When the chair of the team gets your name and your Visiting Committee Member Questionnaire, he/she will begin to make team assignments for work responsibility. The task of the visiting team is to determine how well the school meets the NEASC Standards. One of the sources of evidence is the school's self study.   The chair, therefore, usually, breaks up the workload by assigning one of two Standard reports to each team member.  Sometimes you can be surprised at the assignments and wonder if you have any expertise in the area. The expertise required is the experience of a solid professional educator.  
 
The school will mail you the self study and your first task is to read it and look carefully at the NEASC Standards.   Then begin to mark up those sections for which you are responsible.  The self study is a narrative in which the faculty describes how it meets the Standards and references materials to back up their statements.  Your job is to read it, note how they identify strengths and needs, and jot down your questions and concerns.  You are a friendly investigator and part of your job is to find evidence verifying what the school has submitted on paper. 
 
Strategize how you will obtain the evidence to prove your conclusions.  What questions will you ask?  Whom will you ask?  What don't you understand?  Do you need more information?  You will have to write a report in which you will use that evidence to explain how well the school meets the standards.  So read the material before you arrive and make your plan.  
 
Your chair will be more specific about the "hows" of the visit. Please know that it is rare that you would run into anything you haven't seen or experienced in your professional career.
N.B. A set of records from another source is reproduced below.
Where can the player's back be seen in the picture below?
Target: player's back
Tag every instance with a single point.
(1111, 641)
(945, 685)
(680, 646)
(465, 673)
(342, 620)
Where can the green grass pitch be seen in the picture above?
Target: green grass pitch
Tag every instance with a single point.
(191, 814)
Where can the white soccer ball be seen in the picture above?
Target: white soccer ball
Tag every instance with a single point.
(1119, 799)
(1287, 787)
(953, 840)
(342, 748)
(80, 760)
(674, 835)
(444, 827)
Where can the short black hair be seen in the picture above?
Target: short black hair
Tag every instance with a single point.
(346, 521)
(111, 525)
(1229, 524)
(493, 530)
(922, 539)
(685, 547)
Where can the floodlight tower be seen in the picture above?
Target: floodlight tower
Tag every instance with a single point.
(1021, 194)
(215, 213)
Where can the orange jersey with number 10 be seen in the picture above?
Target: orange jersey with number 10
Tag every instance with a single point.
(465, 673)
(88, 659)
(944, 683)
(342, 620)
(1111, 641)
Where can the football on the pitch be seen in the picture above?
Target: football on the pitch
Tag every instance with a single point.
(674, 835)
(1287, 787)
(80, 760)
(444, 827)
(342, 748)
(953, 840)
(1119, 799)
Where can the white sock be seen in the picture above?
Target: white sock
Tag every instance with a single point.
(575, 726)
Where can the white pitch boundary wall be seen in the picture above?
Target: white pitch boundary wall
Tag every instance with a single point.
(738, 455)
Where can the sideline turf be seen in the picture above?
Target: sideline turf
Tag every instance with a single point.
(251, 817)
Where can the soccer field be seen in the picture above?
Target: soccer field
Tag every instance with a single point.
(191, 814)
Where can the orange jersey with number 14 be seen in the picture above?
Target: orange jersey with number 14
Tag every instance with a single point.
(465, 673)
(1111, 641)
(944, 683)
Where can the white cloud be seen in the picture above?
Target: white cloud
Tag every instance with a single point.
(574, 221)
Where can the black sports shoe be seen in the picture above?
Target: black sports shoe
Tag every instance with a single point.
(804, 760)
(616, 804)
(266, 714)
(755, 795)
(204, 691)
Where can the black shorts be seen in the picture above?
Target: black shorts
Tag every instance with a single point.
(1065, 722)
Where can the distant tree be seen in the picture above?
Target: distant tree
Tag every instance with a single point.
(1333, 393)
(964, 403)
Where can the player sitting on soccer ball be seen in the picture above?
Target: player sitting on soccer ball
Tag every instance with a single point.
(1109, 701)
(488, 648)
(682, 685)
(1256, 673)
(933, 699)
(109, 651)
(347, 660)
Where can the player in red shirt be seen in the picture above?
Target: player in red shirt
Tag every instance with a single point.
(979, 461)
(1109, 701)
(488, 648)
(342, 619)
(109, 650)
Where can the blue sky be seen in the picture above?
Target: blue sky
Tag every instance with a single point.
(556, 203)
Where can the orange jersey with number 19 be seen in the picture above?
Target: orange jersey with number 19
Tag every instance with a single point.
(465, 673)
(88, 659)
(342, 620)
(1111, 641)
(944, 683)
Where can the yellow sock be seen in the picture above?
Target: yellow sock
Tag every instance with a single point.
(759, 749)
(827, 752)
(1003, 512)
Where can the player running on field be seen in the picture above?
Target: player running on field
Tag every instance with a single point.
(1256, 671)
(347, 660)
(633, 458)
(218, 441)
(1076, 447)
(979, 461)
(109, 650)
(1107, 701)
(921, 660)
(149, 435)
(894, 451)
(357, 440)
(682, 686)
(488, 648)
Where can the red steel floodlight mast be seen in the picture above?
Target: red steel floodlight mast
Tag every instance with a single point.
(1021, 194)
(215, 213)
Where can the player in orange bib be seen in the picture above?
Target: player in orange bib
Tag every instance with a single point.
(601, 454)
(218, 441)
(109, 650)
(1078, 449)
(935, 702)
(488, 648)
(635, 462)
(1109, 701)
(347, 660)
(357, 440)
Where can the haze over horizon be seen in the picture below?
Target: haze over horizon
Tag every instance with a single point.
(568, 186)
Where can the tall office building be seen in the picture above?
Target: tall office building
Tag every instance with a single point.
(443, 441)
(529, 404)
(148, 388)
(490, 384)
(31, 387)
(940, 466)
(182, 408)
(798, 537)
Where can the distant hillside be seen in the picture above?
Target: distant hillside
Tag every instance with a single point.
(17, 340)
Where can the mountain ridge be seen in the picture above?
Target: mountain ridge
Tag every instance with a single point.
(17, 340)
"How do I write the reports?" you ask.
 

How do I write the reports you ask?Writing the reports is vital to the success of the evaluation visit. The final report, an accumulation of everyone's individual work is the document for school improvement which the school will use after the team has left. 
 
Therefore, all the pieces, although individually produced, must flow from and relate to one another. Your chair will give you specific instructions as to how he/she wants the final product to look like, but there are some basics which you ought to know beforehand.
 
You will be responsible for three parts in each report: 
  • Observations and Conclusions  
  • Observations and Conclusions (part II)
  • Commendations and Recommendations
 
Observations and Conclusions: This section asks the reporter to present the "collective insights and judgments" gathered as he/she and other team members interview different persons within the educational community and observe the learning and social activities of a school in action.  It provides the answers to your own questions: "What did you tell us in the self study, and what did we actually see?"  It gives the team member the chance to tell it like it is or at least what it seems to be. There should be backup or evidence for everything written, and it must be discussed with the full team before finalizing it. 
 
Observations and Conclusions:  This section identifies the strengths and needs in a particular Standard area and backs them up with evidence.  The Observations and Conclusions section is not the place to prescribe a solution.  That is the school's job at a later time.  The Observations and Conclusions section is, rather, somewhat open-ended - presenting the insights for the school to look at and digest.  They should not be a series of "bullet statements", but, rather, a clearly written narrative of what the team member saw and took into consideration. The paragraphs should relate to the standard indicators, be comprehensive and flow together. 

The Observations and Conclusions section does not stand alone.  The Commendations and Recommendations which follow should be referenced in and flow from it.    
 
Commendations : The Commendations should be clear and concise statements acknowledging something that deserves commendation. They should be referenced in the Observations and Conclusions section. The writer should commend a thing (use a noun) e.g. a program, a process, an attitude, a skill. The writer should not, under normal circumstances, commend an individual person. The reporter should not explain why the Commendation is being made. That should already be clear in the Observations and Conclusions.  Keep it simple, and avoid the trivial.
 
Recommendations: The Recommendations should also be referenced in the Observations and Conclusions section. In the case of Recommendations, the team member should recommend an action (use a verb) e.g. plan, develop, extend, design, redesign. The Recommendation should not be prescriptive. It is not the job of the team to solve the problem but to identify it. The school will develop the plan to resolve it. As stated above, don't explain the Recommendation - just state it. Keep it simple, clear, and avoid the trivial.
 
Finally, and most importantly, remember that the report is designed to help the school, not hurt it. Sensitivity, honesty and pride are the main ingredients.